Proteção Internacional e Jurisprudência

Para enfrentar esse cenário, o direito internacional tem evoluído para criar estágios de proteção diferenciados. Órgãos como a Corte Interamericana de Direitos Humanos têm sido fundamentais ao reconhecer a vulnerabilidade de grupos específicos, como migrantes, refugiados, afrodescendentes e sindicalistas. A jurisprudência moderna já trata o direito de defender direitos como um direito autônomo, o que facilita a entrada de petições individuais em sistemas internacionais de proteção quando as leis internas de um país falham.
Existem iniciativas regionais, como a campanha “Conecta pelos Direitos”, que visam dar visibilidade aos defensores de populações migrantes em diversos países da América Latina, evidenciando que a luta pelos direitos humanos é transnacional e exige a cooperação entre Estados e agências de cooperação internacional para garantir a segurança de quem atua na linha de frente.
Demandas urgentes para a Segurança dos Ativistas
Para que a defesa dos direitos não seja uma sentença de morte, é imperativo que as autoridades públicas tomem medidas concretas.
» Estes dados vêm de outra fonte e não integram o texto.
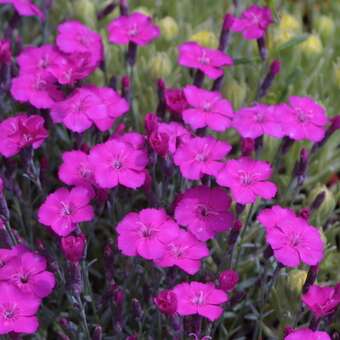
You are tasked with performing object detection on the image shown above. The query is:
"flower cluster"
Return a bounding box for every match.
[0,245,55,334]
[0,113,48,157]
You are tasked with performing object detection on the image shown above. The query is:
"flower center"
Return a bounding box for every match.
[198,51,210,65]
[239,171,253,185]
[192,290,205,305]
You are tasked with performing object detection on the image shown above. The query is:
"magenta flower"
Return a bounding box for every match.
[233,104,284,138]
[56,21,104,67]
[173,281,228,321]
[90,140,148,189]
[117,208,180,260]
[11,72,63,109]
[0,39,12,66]
[50,87,107,133]
[178,42,233,79]
[155,230,209,275]
[60,234,86,262]
[0,251,55,299]
[257,205,296,231]
[174,136,231,180]
[108,12,160,46]
[219,270,240,292]
[278,96,328,142]
[158,122,192,154]
[58,150,96,186]
[0,282,40,334]
[0,114,48,157]
[182,85,233,131]
[38,187,94,236]
[0,0,45,20]
[266,214,324,267]
[165,88,189,114]
[302,283,340,318]
[153,290,177,315]
[217,157,277,204]
[284,328,331,340]
[175,186,233,241]
[230,4,273,40]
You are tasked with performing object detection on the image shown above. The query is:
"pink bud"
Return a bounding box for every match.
[270,60,281,76]
[0,39,12,65]
[219,270,239,292]
[144,112,158,135]
[61,234,86,262]
[149,131,169,157]
[154,290,177,315]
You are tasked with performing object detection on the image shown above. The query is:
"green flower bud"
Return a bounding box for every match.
[189,31,218,48]
[307,185,336,224]
[149,52,172,79]
[72,0,97,29]
[316,15,335,41]
[287,269,307,296]
[222,78,247,110]
[299,34,323,58]
[158,17,179,41]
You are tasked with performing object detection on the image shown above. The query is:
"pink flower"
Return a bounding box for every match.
[17,45,63,75]
[108,12,160,46]
[0,0,45,21]
[266,214,324,267]
[173,281,228,321]
[50,87,107,133]
[278,96,328,142]
[219,270,240,292]
[0,114,48,157]
[175,186,233,241]
[0,39,12,66]
[58,150,95,186]
[0,282,40,334]
[153,290,177,315]
[38,187,94,236]
[174,136,231,180]
[165,88,189,113]
[117,208,179,260]
[60,234,86,262]
[158,122,192,154]
[0,251,55,298]
[302,283,340,318]
[257,205,296,231]
[233,104,284,138]
[284,328,331,340]
[231,5,273,40]
[11,72,62,109]
[155,230,209,275]
[90,140,148,189]
[56,21,104,67]
[182,85,233,131]
[178,42,233,79]
[217,157,277,204]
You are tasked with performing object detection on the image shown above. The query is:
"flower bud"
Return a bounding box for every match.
[72,0,97,28]
[287,269,307,296]
[158,16,179,41]
[307,185,336,224]
[0,39,12,66]
[316,15,335,41]
[189,31,218,48]
[222,79,247,110]
[61,234,86,262]
[149,52,172,79]
[219,270,239,292]
[154,290,177,315]
[300,34,323,59]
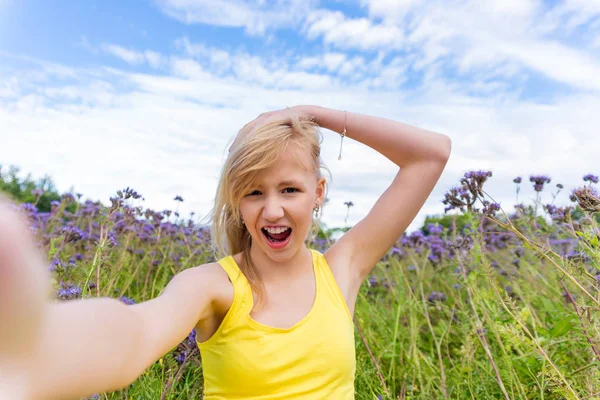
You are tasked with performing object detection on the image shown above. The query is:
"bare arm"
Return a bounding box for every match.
[30,264,220,400]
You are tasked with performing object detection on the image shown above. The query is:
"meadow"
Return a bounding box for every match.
[5,171,600,400]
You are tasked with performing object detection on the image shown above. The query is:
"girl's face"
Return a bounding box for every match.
[240,148,325,260]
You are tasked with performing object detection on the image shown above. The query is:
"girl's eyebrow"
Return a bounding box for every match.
[256,179,304,187]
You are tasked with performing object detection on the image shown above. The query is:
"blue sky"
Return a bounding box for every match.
[0,0,600,233]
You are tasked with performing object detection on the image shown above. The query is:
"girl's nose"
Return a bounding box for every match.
[263,198,284,221]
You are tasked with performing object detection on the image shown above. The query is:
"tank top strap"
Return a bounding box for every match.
[217,255,252,323]
[310,249,353,323]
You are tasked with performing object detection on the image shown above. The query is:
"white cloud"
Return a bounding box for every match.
[303,10,404,50]
[157,0,317,35]
[102,44,146,65]
[0,0,600,234]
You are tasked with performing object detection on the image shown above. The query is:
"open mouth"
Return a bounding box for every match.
[261,228,292,243]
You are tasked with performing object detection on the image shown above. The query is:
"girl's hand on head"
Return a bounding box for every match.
[229,106,318,152]
[0,195,51,393]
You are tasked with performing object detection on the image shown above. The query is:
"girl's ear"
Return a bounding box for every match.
[315,177,325,206]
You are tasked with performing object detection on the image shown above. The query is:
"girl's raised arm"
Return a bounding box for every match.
[0,198,224,400]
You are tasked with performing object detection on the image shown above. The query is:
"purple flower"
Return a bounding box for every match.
[119,296,135,305]
[570,186,600,212]
[427,292,446,303]
[583,174,598,183]
[58,285,81,300]
[529,175,550,192]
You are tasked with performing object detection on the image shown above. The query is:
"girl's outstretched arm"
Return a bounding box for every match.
[29,264,220,400]
[0,196,221,400]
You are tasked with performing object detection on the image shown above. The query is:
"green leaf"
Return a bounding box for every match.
[550,319,573,338]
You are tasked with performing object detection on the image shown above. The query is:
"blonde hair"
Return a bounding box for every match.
[206,116,331,301]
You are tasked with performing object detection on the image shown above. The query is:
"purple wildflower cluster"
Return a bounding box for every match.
[442,171,500,215]
[529,175,550,193]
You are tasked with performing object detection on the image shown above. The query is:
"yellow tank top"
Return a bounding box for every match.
[197,249,356,400]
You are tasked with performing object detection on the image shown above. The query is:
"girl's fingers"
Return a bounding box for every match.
[0,196,50,360]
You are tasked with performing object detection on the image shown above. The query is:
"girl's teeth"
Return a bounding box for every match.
[265,228,290,234]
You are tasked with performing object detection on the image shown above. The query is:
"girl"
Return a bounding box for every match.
[0,106,451,400]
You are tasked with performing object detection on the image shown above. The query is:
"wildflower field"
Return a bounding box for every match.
[0,167,600,400]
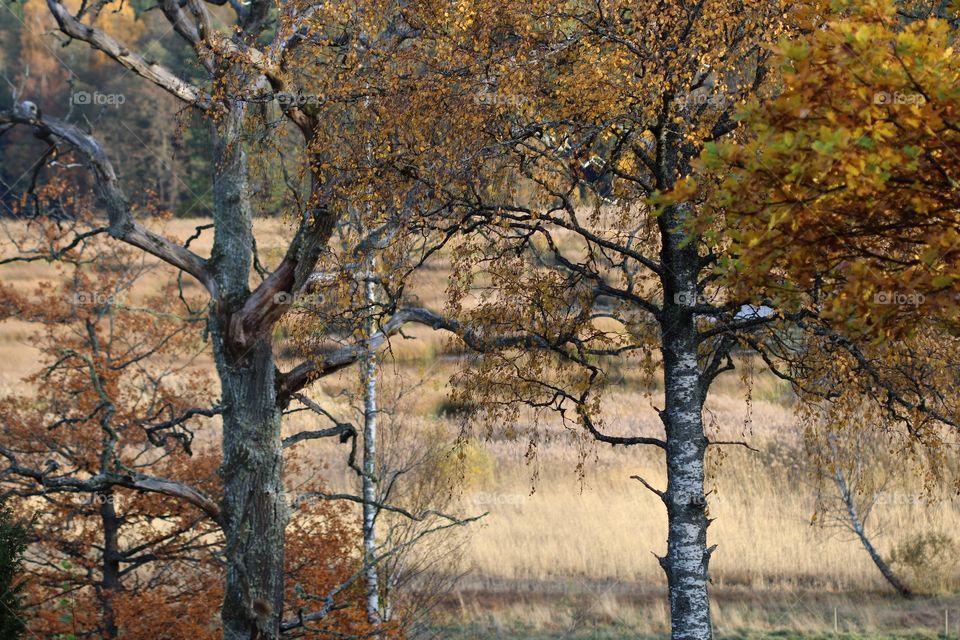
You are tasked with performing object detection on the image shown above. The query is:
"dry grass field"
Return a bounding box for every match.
[0,220,960,638]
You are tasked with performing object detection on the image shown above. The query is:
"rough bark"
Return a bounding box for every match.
[361,279,380,624]
[210,105,287,640]
[96,488,120,640]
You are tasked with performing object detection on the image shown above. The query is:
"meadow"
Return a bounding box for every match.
[0,220,960,640]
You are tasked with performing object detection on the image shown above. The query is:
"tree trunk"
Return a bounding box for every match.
[659,205,713,640]
[210,104,287,640]
[95,489,120,640]
[361,274,380,624]
[827,436,913,598]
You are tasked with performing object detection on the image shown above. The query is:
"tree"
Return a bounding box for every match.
[378,1,958,639]
[0,0,474,640]
[0,500,30,640]
[702,0,960,337]
[0,216,410,640]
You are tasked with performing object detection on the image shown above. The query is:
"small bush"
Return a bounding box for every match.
[890,532,960,593]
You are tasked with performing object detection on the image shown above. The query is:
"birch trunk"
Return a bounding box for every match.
[659,205,713,640]
[361,273,381,624]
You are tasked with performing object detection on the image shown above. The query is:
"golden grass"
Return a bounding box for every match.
[0,220,960,630]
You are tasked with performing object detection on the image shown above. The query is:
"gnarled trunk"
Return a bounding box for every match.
[210,104,287,640]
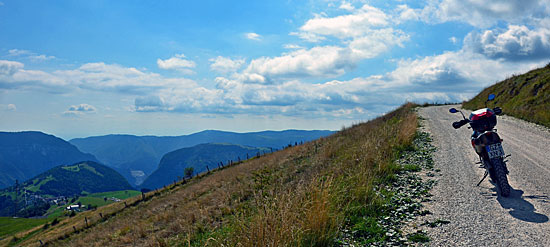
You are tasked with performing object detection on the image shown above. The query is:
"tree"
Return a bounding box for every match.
[183,167,195,178]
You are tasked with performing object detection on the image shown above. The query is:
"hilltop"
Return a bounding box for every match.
[140,143,270,189]
[8,104,418,246]
[0,161,132,216]
[463,63,550,127]
[0,131,97,189]
[70,130,334,185]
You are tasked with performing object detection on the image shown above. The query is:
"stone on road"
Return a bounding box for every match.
[419,106,550,246]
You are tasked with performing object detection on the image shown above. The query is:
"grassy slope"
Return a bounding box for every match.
[9,105,417,246]
[0,217,48,239]
[463,64,550,127]
[47,190,141,219]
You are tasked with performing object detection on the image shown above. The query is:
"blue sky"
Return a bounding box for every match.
[0,0,550,139]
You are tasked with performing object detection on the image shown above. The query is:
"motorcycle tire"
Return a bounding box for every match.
[489,168,498,184]
[491,159,511,197]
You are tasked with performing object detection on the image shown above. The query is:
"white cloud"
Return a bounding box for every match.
[243,46,353,83]
[8,49,56,62]
[397,4,420,21]
[63,104,97,116]
[0,104,17,111]
[69,104,96,112]
[449,36,458,44]
[283,44,304,50]
[464,25,550,60]
[245,33,262,41]
[209,56,245,74]
[8,49,33,56]
[157,54,196,74]
[415,0,550,28]
[0,60,24,75]
[300,4,390,39]
[29,54,55,61]
[236,3,409,84]
[339,1,355,11]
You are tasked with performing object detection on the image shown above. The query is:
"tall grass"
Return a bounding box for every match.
[14,104,417,246]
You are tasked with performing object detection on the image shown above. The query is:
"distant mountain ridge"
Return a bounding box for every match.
[463,63,550,127]
[0,161,133,216]
[69,130,334,185]
[140,143,271,189]
[21,161,133,196]
[0,131,98,189]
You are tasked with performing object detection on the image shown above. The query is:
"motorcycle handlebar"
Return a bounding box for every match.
[453,119,470,129]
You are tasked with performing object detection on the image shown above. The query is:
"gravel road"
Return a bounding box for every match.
[419,106,550,246]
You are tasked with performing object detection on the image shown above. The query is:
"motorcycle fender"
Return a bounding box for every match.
[472,131,501,158]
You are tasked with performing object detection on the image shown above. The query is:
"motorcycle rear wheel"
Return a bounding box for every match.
[491,159,511,197]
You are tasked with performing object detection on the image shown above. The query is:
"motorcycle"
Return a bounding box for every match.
[449,94,511,197]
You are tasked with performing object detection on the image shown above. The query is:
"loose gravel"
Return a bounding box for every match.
[418,106,550,246]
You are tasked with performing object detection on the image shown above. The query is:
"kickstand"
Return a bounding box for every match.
[476,171,489,186]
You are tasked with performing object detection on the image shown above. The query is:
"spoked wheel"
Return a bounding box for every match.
[491,159,511,197]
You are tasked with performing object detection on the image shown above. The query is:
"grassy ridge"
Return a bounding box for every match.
[463,64,550,127]
[0,217,48,239]
[11,104,417,246]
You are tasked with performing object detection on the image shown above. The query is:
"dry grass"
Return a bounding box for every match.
[14,104,417,246]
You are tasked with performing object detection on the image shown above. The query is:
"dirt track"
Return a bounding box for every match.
[419,106,550,246]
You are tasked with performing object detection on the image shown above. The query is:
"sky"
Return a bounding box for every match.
[0,0,550,140]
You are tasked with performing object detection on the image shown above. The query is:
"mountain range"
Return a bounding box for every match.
[70,130,334,186]
[0,161,133,216]
[0,131,98,189]
[140,143,271,189]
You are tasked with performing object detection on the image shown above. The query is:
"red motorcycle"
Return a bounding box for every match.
[449,94,511,197]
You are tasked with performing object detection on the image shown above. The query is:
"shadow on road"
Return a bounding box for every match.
[495,188,548,223]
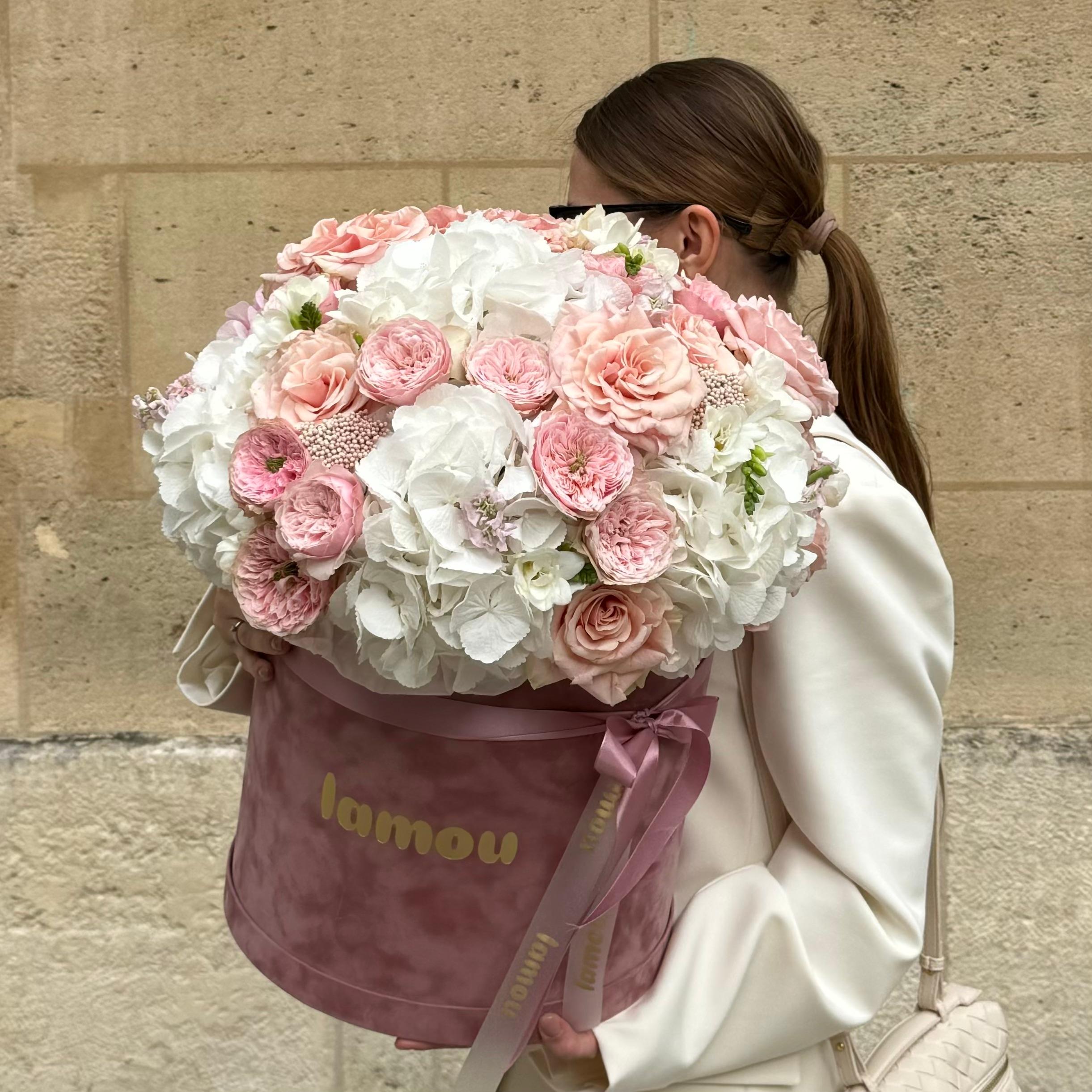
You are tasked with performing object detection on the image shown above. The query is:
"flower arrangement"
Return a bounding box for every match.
[134,207,847,704]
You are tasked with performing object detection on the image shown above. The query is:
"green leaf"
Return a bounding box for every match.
[572,561,600,584]
[614,242,644,276]
[288,299,322,330]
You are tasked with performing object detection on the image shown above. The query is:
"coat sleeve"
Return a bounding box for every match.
[174,586,254,715]
[595,444,953,1092]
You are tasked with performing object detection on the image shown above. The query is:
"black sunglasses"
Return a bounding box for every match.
[549,201,751,235]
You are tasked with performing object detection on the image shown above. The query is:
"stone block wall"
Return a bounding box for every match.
[0,0,1092,1092]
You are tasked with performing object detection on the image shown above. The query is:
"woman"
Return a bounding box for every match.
[178,58,953,1092]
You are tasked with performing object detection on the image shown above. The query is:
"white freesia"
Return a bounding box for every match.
[512,549,584,610]
[245,274,330,357]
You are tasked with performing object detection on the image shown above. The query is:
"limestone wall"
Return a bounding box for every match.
[0,0,1092,1092]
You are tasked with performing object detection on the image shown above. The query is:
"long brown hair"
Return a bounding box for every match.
[576,57,932,522]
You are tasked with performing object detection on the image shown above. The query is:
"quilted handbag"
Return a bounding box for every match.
[736,641,1020,1092]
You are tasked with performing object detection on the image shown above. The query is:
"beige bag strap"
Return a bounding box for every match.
[734,633,944,1092]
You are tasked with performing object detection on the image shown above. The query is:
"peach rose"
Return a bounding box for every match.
[250,326,368,425]
[549,307,706,454]
[553,583,675,706]
[357,316,451,406]
[653,304,739,376]
[531,408,633,520]
[584,482,675,584]
[463,338,554,417]
[724,296,838,417]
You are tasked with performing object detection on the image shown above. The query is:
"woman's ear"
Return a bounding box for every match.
[657,205,723,277]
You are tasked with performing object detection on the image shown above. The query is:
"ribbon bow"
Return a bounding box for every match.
[595,709,698,788]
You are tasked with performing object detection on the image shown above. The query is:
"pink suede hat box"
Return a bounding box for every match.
[225,648,716,1088]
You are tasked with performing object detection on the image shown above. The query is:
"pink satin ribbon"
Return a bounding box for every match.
[279,649,716,1092]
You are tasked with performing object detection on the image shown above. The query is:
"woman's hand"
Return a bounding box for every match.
[395,1009,600,1062]
[212,588,291,682]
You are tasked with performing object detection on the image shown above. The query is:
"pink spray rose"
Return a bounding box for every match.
[549,307,706,454]
[463,338,554,417]
[673,274,735,334]
[357,316,451,406]
[425,205,466,232]
[724,296,838,417]
[553,583,675,706]
[531,410,633,520]
[227,417,310,512]
[584,482,675,584]
[251,326,368,425]
[273,463,364,580]
[232,523,332,637]
[653,304,739,376]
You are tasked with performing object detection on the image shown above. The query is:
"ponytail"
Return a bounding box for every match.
[819,228,932,525]
[576,57,932,523]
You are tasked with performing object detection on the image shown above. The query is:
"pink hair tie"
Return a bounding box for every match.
[801,210,838,254]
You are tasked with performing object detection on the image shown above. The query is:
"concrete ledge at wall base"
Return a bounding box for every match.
[0,727,1092,1092]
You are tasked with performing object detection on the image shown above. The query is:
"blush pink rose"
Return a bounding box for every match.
[227,418,310,512]
[250,326,368,425]
[531,408,633,520]
[549,307,706,454]
[653,304,739,376]
[273,463,364,580]
[232,523,333,637]
[357,316,451,406]
[425,205,466,232]
[584,482,675,584]
[724,296,838,417]
[553,583,675,706]
[673,274,735,334]
[463,338,554,417]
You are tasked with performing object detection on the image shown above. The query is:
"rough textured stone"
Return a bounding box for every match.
[0,741,334,1092]
[21,499,245,734]
[126,169,442,389]
[0,173,124,398]
[0,498,20,736]
[448,161,568,212]
[11,0,649,163]
[937,490,1092,725]
[848,163,1092,482]
[659,0,1092,154]
[944,725,1092,1092]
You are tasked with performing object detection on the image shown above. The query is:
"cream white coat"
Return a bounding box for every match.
[175,416,953,1092]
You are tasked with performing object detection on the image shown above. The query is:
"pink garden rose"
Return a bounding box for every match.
[674,274,734,334]
[553,583,675,706]
[549,307,706,454]
[227,417,310,512]
[531,408,633,520]
[273,463,364,580]
[425,205,466,232]
[724,296,838,417]
[584,482,675,584]
[232,523,332,637]
[250,326,368,425]
[264,205,433,282]
[653,304,739,376]
[463,338,554,417]
[357,316,451,406]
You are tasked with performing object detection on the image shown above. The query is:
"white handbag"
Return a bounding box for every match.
[736,640,1020,1092]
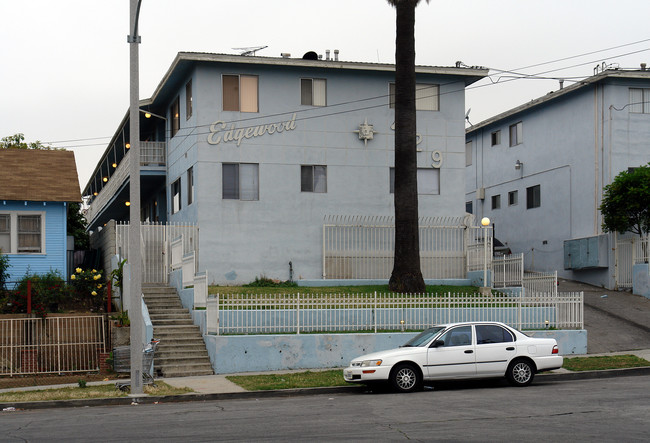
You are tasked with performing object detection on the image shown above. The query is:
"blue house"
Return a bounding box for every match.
[465,64,650,288]
[0,149,81,282]
[83,51,487,284]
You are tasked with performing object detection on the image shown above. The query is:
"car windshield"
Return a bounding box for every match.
[404,326,445,347]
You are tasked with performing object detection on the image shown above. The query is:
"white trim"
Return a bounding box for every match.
[0,211,47,255]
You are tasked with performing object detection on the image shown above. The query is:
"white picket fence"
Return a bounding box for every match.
[206,292,584,335]
[323,216,492,279]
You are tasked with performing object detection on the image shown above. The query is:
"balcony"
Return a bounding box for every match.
[86,141,167,229]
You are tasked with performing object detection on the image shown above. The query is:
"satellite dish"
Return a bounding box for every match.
[232,46,268,55]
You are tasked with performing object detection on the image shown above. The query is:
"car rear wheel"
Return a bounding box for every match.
[390,364,422,392]
[506,360,535,386]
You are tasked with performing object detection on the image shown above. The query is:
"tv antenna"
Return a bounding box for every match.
[232,46,268,56]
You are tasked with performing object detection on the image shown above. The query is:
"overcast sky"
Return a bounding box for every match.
[0,0,650,189]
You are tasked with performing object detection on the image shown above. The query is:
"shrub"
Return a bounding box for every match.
[70,268,106,311]
[242,275,298,288]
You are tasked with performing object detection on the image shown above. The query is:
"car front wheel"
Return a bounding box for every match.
[506,360,535,386]
[390,364,422,392]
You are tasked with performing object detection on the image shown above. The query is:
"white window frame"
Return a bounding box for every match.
[221,163,260,201]
[221,74,260,112]
[169,177,183,214]
[388,83,440,111]
[300,78,327,106]
[508,122,524,146]
[187,166,194,206]
[300,165,327,194]
[0,211,46,255]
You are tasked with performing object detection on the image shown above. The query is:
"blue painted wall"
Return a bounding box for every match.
[0,201,67,281]
[203,330,587,374]
[465,71,650,288]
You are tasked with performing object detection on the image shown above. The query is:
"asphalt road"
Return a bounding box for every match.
[0,376,650,442]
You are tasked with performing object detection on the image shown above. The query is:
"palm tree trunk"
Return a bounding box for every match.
[389,0,425,293]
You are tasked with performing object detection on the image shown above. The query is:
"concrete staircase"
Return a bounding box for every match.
[142,285,214,377]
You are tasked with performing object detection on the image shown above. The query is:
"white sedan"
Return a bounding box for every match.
[343,322,563,392]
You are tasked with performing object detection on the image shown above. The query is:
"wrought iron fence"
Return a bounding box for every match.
[0,315,107,376]
[206,293,584,335]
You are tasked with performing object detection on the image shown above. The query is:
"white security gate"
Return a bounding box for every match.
[115,223,199,284]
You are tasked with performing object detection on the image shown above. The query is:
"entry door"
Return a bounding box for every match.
[427,326,476,379]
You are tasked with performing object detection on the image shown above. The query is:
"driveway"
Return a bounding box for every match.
[558,279,650,354]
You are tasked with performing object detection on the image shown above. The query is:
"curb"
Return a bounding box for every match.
[0,366,650,410]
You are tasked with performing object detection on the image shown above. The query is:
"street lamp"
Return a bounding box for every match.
[127,0,144,397]
[481,217,490,292]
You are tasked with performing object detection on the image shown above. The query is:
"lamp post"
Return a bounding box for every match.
[127,0,144,397]
[481,217,490,293]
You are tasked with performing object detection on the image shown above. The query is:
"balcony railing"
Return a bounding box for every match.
[86,142,166,223]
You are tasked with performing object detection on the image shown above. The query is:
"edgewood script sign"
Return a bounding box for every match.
[208,113,296,146]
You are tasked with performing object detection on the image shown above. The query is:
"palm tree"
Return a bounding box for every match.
[388,0,429,293]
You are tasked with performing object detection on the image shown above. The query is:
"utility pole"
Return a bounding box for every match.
[127,0,144,397]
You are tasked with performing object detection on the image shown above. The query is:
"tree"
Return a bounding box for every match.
[0,133,56,150]
[388,0,429,293]
[600,163,650,257]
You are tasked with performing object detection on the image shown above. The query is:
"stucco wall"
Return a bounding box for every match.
[160,65,464,284]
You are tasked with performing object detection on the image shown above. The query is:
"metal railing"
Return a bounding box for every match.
[0,315,106,376]
[206,293,584,335]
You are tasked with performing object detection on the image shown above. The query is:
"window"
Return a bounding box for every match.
[187,167,194,206]
[630,88,650,114]
[440,326,472,347]
[476,325,515,345]
[300,165,327,192]
[0,212,45,254]
[300,78,327,106]
[510,122,524,146]
[18,215,41,253]
[222,75,259,112]
[172,178,181,214]
[185,79,192,120]
[0,214,11,254]
[490,131,501,146]
[508,191,519,206]
[492,194,501,209]
[526,185,542,209]
[389,168,440,195]
[169,97,181,137]
[221,163,259,201]
[388,83,440,111]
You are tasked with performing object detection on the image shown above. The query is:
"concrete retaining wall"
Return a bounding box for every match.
[203,330,587,374]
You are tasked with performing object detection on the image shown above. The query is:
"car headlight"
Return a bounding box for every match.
[361,360,381,368]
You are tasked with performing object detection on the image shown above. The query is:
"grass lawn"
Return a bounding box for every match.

Isso inclui reconhecer publicamente a importância dos defensores e, principalmente, investigar e punir com rigor os perpetradores de ataques. É fundamental que as empresas também sejam responsabilizadas quando violam direitos em seus territórios, garantindo a indenização das vítimas e a depuração de responsabilidades, prezando pela observância dos direitos humanos do trabalho.
A proteção real depende da criação de espaços seguros, onde a liberdade de expressão não seja apenas um texto no papel, mas uma prática diária. A luta contra a desigualdade, a exclusão e a tortura só avança quando aqueles que denunciam tais atrocidades podem trabalhar com a certeza de que sua integridade física e jurídica será preservada pelo Estado.
A trajetória da defesa dos direitos humanos é marcada por avanços legislativos importantes, mas ainda enfrenta a dura realidade da violência e da perseguição política em diversas partes do mundo. A proteção de quem luta por justiça, desde a defesa do clima até a igualdade de gênero, exige a aplicação rigorosa de tratados internacionais e a vontade política dos governos em cessar a criminalização de ativistas, assegurando que a dignidade humana seja a prioridade absoluta acima de interesses corporativos ou autoritários.